Die Politikerin fordert deshalb eine Regulierung solcher Plattformen und einen «Marschhalt» bei der Tourismusförderung. Weitere Grossanlässe wie der Ironman oder der Wasserzauber sollten nicht mehr unterstützt werden.

Stadtpräsident: «Thun kennt keinen Übertourismus»

Stadtpräsident Raphael Lanz (SVP) teilt die Einschätzung Kropfs nicht. Er betont, dass Thun zwar wachse, aber weit entfernt sei von den Zuständen in klassischen Tourismushotspots. «Thun kennt keinen Übertourismus, wie ihn Interlaken oder Lauterbrunnen erleben. Aber wir nehmen das Thema ernst», sagt er zu 20 Minuten.

Die Stadt setze sich schon heute mit den Risiken auseinander. Der Verein Thun-Thunersee Tourismus (TTST) arbeite im Auftrag der Stadt an Massnahmen, um mögliche Belastungen zu verhindern.

Wirtschaft profitiert deutlich

Für Lanz ist klar: Der Tourismus ist ein wichtiger Wirtschaftsfaktor. «Er trägt substanziell zur lokalen Wertschöpfung bei – Gastronomie, Kulturveranstaltende und weitere Anbieter profitieren direkt.» Auch Arbeitsplätze würden geschaffen und erhalten.

Derzeit läuft eine Wertschöpfungsstudie, die aufzeigen soll, welchen konkreten Nutzen der Tourismus für die Stadt und Region bringt. Ergebnisse werden Anfang 2026 erwartet.

«Wir setzen auf nachhaltigen Tourismus»

Die Stadt wolle bewusst einen nachhaltigen, verkraftbaren Tourismus, erklärt Lanz. Man fokussiere auf Gäste aus der Schweiz und nahe liegenden Märkten, die idealerweise mit dem öffentlichen Verkehr anreisen und länger bleiben.

Zur Kritik an Airbnb sagt Lanz, die Stadt beobachte die Entwicklung genau, auch im Vergleich mit Interlaken.
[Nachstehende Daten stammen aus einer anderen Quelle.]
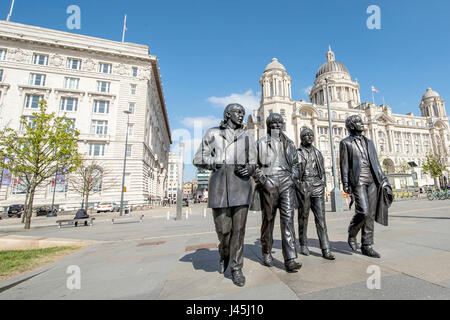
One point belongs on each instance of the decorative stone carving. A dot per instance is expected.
(56, 60)
(19, 55)
(121, 69)
(89, 65)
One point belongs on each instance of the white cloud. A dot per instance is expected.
(248, 100)
(203, 122)
(307, 90)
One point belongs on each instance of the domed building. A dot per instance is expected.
(399, 139)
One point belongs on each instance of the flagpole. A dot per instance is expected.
(124, 28)
(10, 11)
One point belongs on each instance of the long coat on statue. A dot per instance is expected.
(229, 148)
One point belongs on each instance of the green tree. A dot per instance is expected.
(434, 167)
(89, 179)
(403, 167)
(39, 150)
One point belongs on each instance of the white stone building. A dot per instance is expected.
(174, 172)
(398, 138)
(93, 81)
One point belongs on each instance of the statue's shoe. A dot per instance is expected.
(292, 265)
(223, 265)
(326, 254)
(368, 251)
(304, 250)
(352, 243)
(267, 260)
(238, 278)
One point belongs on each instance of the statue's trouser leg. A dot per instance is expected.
(269, 209)
(303, 215)
(367, 230)
(287, 212)
(223, 222)
(318, 208)
(239, 216)
(365, 206)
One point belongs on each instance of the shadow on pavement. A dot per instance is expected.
(415, 217)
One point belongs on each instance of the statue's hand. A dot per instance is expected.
(347, 189)
(242, 171)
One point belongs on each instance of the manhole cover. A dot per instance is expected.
(156, 243)
(202, 246)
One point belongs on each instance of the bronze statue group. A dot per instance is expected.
(273, 174)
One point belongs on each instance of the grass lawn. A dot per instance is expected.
(13, 262)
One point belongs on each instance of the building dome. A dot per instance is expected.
(430, 94)
(274, 64)
(331, 65)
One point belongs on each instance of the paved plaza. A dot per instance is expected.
(162, 259)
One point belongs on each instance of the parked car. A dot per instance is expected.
(108, 206)
(46, 211)
(16, 210)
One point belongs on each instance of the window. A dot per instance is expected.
(37, 79)
(74, 64)
(322, 130)
(99, 127)
(131, 107)
(69, 104)
(29, 120)
(71, 124)
(71, 83)
(96, 149)
(130, 129)
(337, 131)
(32, 101)
(40, 59)
(103, 86)
(101, 106)
(105, 68)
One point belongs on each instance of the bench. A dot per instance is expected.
(141, 219)
(87, 221)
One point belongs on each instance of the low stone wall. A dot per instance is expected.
(13, 242)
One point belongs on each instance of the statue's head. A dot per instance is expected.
(235, 113)
(307, 137)
(274, 123)
(354, 124)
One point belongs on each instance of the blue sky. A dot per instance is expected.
(209, 50)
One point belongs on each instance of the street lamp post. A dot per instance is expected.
(124, 161)
(336, 193)
(180, 183)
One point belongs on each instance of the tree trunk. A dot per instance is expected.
(29, 210)
(25, 210)
(87, 200)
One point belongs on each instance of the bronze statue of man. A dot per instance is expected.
(229, 152)
(363, 178)
(276, 173)
(311, 192)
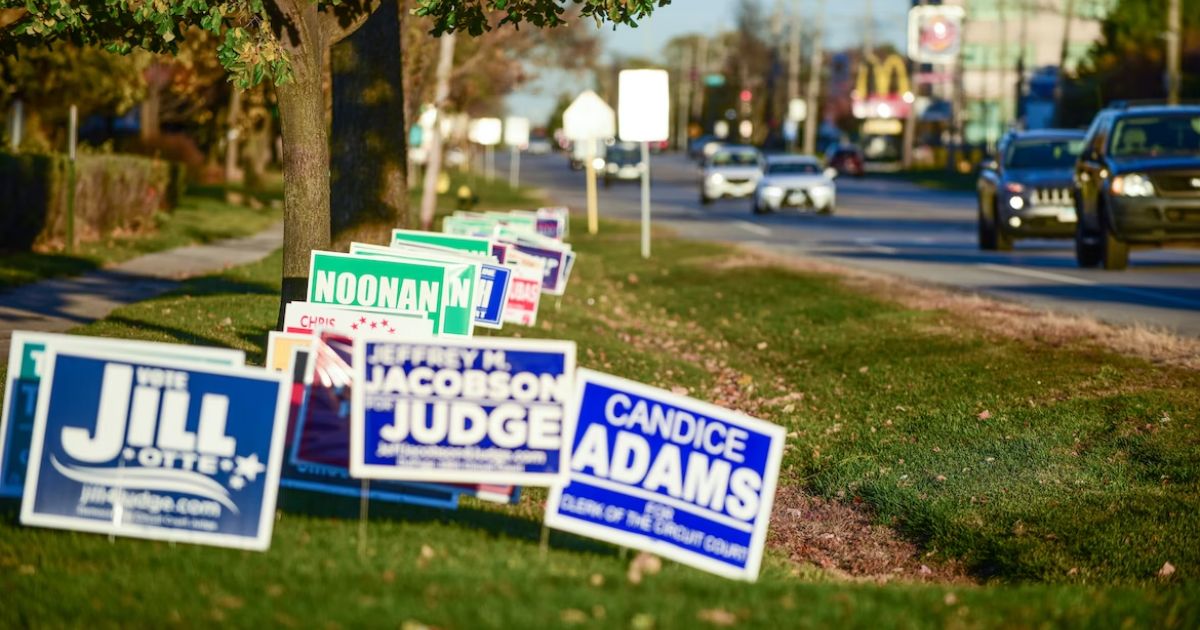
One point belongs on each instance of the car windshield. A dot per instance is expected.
(792, 168)
(1043, 154)
(1156, 136)
(748, 157)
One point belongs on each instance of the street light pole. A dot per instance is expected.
(1173, 52)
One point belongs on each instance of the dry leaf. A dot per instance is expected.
(717, 617)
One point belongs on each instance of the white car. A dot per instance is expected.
(732, 171)
(796, 181)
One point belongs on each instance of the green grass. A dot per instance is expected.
(203, 216)
(1063, 499)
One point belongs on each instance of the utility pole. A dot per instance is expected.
(687, 65)
(1173, 52)
(793, 69)
(1067, 18)
(814, 91)
(433, 155)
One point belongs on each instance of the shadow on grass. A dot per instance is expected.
(499, 522)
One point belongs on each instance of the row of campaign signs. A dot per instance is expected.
(377, 389)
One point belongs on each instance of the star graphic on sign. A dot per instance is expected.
(249, 467)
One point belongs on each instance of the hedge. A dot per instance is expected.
(114, 195)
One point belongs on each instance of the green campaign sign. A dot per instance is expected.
(444, 291)
(460, 243)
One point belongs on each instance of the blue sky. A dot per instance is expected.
(844, 27)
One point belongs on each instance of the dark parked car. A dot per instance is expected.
(1026, 192)
(1138, 183)
(846, 159)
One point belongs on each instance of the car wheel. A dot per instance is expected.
(1087, 247)
(1114, 251)
(987, 232)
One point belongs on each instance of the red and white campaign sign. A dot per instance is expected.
(525, 295)
(305, 317)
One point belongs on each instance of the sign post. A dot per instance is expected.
(645, 115)
(516, 136)
(589, 119)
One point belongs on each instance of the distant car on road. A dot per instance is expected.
(539, 147)
(732, 171)
(795, 181)
(1026, 191)
(623, 161)
(1138, 183)
(846, 159)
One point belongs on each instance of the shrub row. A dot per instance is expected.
(113, 195)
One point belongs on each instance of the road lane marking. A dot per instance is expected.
(1039, 275)
(1083, 282)
(753, 228)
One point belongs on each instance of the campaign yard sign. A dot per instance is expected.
(27, 364)
(667, 474)
(306, 318)
(492, 280)
(444, 291)
(474, 245)
(484, 409)
(153, 449)
(319, 418)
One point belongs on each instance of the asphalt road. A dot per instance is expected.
(907, 231)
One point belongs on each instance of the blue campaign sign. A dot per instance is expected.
(490, 411)
(667, 474)
(156, 449)
(493, 283)
(27, 355)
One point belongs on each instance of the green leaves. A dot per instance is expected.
(472, 16)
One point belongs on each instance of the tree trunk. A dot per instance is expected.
(305, 161)
(369, 167)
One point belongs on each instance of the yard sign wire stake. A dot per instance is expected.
(364, 507)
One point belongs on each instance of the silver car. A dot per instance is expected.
(796, 181)
(732, 171)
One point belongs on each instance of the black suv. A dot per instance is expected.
(1027, 190)
(1138, 183)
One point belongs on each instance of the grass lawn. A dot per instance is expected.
(1060, 479)
(203, 216)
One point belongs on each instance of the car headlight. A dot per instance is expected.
(1133, 185)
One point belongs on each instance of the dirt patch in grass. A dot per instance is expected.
(843, 539)
(997, 317)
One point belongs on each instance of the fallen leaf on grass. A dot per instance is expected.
(643, 564)
(717, 617)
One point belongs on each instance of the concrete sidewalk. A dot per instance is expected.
(59, 305)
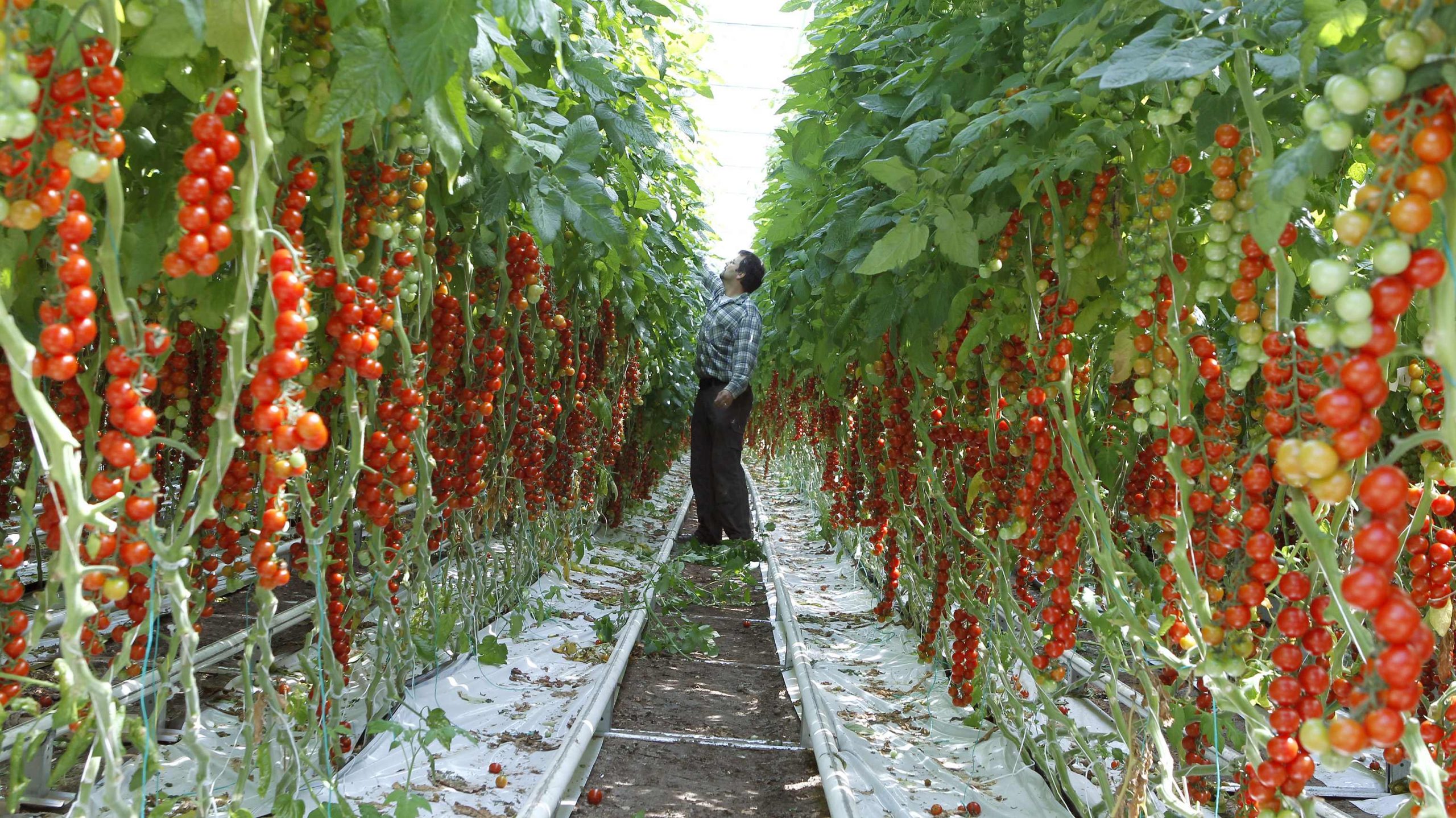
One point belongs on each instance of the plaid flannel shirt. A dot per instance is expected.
(729, 340)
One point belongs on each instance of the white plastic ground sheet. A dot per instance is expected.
(513, 714)
(897, 728)
(897, 725)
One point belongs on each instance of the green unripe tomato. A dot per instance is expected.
(1432, 32)
(139, 14)
(1337, 136)
(24, 88)
(1387, 82)
(1405, 50)
(1347, 95)
(1329, 277)
(1356, 334)
(1353, 305)
(85, 163)
(1391, 257)
(1321, 334)
(115, 587)
(1318, 114)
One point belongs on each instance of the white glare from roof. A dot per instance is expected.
(752, 53)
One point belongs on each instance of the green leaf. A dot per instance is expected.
(445, 134)
(547, 212)
(1283, 187)
(340, 11)
(228, 30)
(992, 175)
(893, 172)
(433, 38)
(172, 34)
(482, 54)
(367, 79)
(593, 210)
(901, 245)
(956, 236)
(892, 105)
(196, 12)
(921, 136)
(1333, 21)
(1282, 67)
(1156, 54)
(581, 143)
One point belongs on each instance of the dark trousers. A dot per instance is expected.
(717, 465)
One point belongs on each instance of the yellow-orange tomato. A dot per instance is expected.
(1411, 214)
(1428, 180)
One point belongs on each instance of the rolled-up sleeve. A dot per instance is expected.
(711, 282)
(746, 351)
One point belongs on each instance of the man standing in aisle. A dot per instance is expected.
(727, 353)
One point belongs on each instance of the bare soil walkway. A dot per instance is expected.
(698, 737)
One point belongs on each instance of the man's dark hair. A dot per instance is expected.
(752, 268)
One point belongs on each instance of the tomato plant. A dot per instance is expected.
(1119, 324)
(313, 301)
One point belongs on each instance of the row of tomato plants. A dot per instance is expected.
(1165, 385)
(318, 309)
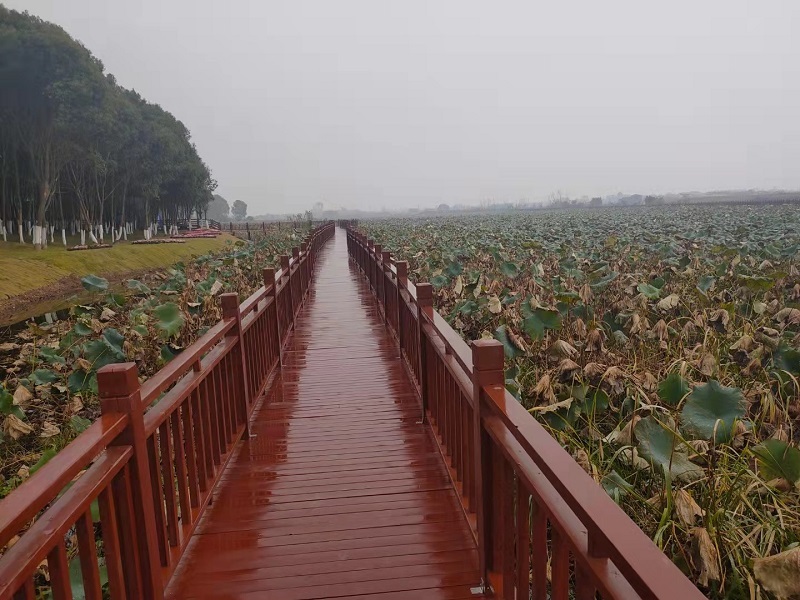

Der tiefe Leerwohnungsbestand sei jedoch ein langjähriges Phänomen und nicht allein auf Tourismus zurückzuführen.

Zwischen Charme und Kommerz

Für Lanz bleibt das Ziel, eine gute Balance zu halten: «Wir erhalten deutlich mehr positive als negative Rückmeldungen zur Tourismusentwicklung», sagt er. Dennoch seien Ängste und Fragen in der Bevölkerung berechtigt – diese sollen im Rahmen der neuen Tourismusstrategie vertieft behandelt werden.

Kropf hingegen mahnt zur Vorsicht: «Weniger ist mehr.» Thun müsse jetzt handeln, «bevor es zu spät ist».